In Competition No. 3122, to mark the demise of the 178-year-old travel company, you were invited to submit a poem about Thomas Cook. The firm may have hit the buffers, but many entries featured its eponymous founder’s original offering — railway travel and Temperance tours — which would be just the job in our clean-living, climate-change-challenged times.

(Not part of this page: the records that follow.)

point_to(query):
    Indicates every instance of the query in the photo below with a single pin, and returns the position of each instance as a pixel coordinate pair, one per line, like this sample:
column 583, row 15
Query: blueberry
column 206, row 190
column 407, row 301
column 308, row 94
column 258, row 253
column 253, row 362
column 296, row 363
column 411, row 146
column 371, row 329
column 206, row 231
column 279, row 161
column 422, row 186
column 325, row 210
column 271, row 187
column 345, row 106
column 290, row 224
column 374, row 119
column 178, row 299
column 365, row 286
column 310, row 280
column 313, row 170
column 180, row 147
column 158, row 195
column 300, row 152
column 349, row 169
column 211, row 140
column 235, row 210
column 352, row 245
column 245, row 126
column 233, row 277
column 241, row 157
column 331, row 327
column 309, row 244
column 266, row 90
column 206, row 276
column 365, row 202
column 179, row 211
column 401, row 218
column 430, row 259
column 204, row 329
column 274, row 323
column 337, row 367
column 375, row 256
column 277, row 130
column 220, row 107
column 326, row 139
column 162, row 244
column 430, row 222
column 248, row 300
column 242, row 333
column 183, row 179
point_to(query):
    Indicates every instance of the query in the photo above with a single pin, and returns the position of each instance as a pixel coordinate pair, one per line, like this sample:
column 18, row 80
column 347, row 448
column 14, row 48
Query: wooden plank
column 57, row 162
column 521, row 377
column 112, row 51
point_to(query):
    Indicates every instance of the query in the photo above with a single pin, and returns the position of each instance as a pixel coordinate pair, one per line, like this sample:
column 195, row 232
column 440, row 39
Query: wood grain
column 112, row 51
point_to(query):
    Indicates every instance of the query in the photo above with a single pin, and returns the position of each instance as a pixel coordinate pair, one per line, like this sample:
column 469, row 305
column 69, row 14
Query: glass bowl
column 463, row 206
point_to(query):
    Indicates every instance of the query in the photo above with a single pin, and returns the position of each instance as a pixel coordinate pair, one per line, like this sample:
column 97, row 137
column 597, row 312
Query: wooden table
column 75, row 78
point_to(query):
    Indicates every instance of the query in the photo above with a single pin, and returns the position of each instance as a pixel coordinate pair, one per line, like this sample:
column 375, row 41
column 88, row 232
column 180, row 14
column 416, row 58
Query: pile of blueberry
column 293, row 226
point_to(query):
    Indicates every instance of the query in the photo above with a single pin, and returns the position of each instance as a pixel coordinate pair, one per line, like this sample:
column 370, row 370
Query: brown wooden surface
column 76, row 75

In a large and excellent crop, the six below stood out and earn their authors £25.
James Cook explored, and met the end
Lèse-majesté procures,
But Thomas Cook began the trend
For organising tours.
He was dynamic, fired with hope,
And thus the business boomed,
Though nonetheless its moral scope
Was tragically foredoomed.
They started out as Temperance jaunts,
Those earnest early treks.
Now low, disreputable haunts
Draw mobs for drink and sex.
That Spanish coast which once for some
Was vividly romantic
Is foreign-yahoo playground from
Cebère to the Atlantic.
Basil Ransome-Davies
When Thomas laid on special trains
for groups who spurned the demon drink,
he said, ‘there must be greater gains,
the world’s my oyster, now I think
I’ll take more people for a ride’ —
he saw a chance and so he took it,
‘Here’s to tourism,’ he cried,
then said, ‘Don’t book it, Thomas Cook it.